In der Tat müssen Sie sich mit Ihrem Bruder über die Nutzung des Hauses einig sein. Er kann also nicht einfach dort einziehen, ohne dass Sie beide sich hierüber einig wären.

Dennoch wäre die Frage der Nutzung alleine zivilrechtlich zu klären, einen strafrechtlichen Inhalt kann man darin also nicht sehen.
Der einzig in Frage kommende Tatbestand des Hausfriedensbruchs würde daran scheitern, dass Ihr Bruder ja ebenso wie Sie nutzungsberechtigt ist.

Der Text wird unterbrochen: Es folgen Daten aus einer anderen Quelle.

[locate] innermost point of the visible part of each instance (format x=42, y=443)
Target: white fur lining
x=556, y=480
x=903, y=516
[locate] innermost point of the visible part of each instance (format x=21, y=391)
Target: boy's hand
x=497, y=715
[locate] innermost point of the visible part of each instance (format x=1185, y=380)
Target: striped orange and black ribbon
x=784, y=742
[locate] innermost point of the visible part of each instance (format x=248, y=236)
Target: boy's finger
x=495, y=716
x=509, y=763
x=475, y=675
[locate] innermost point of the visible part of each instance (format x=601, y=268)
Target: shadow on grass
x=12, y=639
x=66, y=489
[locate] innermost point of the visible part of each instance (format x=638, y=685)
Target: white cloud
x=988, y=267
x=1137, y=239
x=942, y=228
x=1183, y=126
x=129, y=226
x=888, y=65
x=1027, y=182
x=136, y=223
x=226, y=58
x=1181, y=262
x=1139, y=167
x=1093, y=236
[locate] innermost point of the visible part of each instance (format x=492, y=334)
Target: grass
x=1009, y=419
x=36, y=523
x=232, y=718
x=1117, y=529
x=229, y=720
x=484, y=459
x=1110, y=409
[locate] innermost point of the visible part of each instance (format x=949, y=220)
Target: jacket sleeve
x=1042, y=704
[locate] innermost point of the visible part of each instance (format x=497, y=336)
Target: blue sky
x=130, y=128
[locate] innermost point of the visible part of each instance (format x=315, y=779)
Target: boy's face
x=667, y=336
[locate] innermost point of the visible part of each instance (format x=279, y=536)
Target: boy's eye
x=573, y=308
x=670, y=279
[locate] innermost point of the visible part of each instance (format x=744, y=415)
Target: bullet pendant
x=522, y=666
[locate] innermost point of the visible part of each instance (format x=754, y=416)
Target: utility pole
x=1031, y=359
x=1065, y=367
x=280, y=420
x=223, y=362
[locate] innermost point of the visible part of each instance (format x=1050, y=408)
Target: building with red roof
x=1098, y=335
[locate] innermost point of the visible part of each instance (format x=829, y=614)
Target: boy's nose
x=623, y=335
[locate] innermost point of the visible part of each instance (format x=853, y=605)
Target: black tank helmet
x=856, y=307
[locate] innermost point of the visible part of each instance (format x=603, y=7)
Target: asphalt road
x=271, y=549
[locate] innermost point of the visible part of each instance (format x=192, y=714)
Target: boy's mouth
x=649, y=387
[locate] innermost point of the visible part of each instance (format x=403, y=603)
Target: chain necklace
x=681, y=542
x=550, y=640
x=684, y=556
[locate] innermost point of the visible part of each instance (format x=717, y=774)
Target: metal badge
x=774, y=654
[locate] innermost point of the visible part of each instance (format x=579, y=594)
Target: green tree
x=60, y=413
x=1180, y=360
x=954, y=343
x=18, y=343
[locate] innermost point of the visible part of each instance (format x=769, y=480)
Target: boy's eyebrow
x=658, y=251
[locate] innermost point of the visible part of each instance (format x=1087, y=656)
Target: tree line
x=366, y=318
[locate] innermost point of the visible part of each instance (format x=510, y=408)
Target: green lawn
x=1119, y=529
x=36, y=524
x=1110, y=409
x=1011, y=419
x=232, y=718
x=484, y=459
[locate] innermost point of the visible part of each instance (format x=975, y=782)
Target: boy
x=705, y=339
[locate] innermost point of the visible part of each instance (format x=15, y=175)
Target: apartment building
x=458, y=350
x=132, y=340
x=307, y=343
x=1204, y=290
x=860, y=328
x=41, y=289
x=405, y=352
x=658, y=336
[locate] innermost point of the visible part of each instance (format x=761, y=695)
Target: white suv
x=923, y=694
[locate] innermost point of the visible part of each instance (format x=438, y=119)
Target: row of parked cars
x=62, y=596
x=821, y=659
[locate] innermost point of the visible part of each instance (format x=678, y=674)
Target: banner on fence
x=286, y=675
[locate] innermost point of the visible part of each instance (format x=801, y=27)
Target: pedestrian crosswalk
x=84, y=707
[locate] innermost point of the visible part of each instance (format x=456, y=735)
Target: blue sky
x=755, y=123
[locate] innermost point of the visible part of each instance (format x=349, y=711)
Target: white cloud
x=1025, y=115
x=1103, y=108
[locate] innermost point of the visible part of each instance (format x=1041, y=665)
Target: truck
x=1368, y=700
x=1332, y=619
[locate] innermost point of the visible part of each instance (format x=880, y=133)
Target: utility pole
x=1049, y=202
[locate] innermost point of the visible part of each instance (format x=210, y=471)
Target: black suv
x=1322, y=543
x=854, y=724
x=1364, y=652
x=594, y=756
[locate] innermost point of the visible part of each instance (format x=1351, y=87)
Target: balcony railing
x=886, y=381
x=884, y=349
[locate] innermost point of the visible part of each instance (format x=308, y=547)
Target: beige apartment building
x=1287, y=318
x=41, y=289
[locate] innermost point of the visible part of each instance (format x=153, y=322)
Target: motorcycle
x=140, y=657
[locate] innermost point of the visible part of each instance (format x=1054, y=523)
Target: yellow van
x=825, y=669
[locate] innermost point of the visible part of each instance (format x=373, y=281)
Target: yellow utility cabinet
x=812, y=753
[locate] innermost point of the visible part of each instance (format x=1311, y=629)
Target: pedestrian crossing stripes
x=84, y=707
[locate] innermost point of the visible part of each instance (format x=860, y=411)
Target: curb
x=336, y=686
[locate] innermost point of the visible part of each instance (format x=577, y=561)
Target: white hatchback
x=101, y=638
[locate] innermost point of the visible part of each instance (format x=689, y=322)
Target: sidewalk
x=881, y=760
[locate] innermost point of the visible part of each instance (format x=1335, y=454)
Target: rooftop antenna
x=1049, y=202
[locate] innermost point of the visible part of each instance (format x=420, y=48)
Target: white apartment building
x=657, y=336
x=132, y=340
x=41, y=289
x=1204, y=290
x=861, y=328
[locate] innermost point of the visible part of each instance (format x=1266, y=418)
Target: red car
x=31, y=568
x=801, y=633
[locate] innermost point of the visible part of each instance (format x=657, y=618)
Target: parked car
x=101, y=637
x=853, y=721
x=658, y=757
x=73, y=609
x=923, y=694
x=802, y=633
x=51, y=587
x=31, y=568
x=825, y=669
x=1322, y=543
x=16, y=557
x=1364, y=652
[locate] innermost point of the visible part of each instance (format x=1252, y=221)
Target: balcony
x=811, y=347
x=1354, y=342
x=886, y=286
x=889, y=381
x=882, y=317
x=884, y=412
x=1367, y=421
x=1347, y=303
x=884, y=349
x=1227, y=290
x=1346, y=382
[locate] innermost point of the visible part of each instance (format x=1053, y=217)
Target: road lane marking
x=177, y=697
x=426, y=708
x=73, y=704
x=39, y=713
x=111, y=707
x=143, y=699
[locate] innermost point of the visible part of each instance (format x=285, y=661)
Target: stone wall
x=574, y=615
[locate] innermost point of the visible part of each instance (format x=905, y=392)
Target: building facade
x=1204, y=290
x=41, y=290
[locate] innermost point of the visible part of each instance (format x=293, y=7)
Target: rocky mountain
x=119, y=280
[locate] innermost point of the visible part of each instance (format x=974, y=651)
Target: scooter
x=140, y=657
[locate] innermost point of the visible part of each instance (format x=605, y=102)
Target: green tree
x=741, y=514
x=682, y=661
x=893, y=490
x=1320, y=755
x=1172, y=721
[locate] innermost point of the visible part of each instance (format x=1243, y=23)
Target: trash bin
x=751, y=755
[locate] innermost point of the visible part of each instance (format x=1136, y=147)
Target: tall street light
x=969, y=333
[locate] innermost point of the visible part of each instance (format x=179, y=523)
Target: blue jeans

Ob die Beauftragung eines Rechtsanwalts ihn beeindrucken würde, vermag ich natürlich nicht abzuschätzen. Eine Möglichkeit, um eine außergerichtliche Einigung anzustoßen, kann dies aber sicherlich darstellen.

Mit freundlichen Grüßen

Daniela Désirée Fritsch
Rechtsanwältin


Nachfrage vom Fragesteller 14.11.2017 | 19:41

Vielen Dank!

Ich könnte ihn also bei Einzug zivilrechtlich verklagen und sofortigen Auszg verlangen plus Schadensersatz oder so pro Monat, den er dort wohnt?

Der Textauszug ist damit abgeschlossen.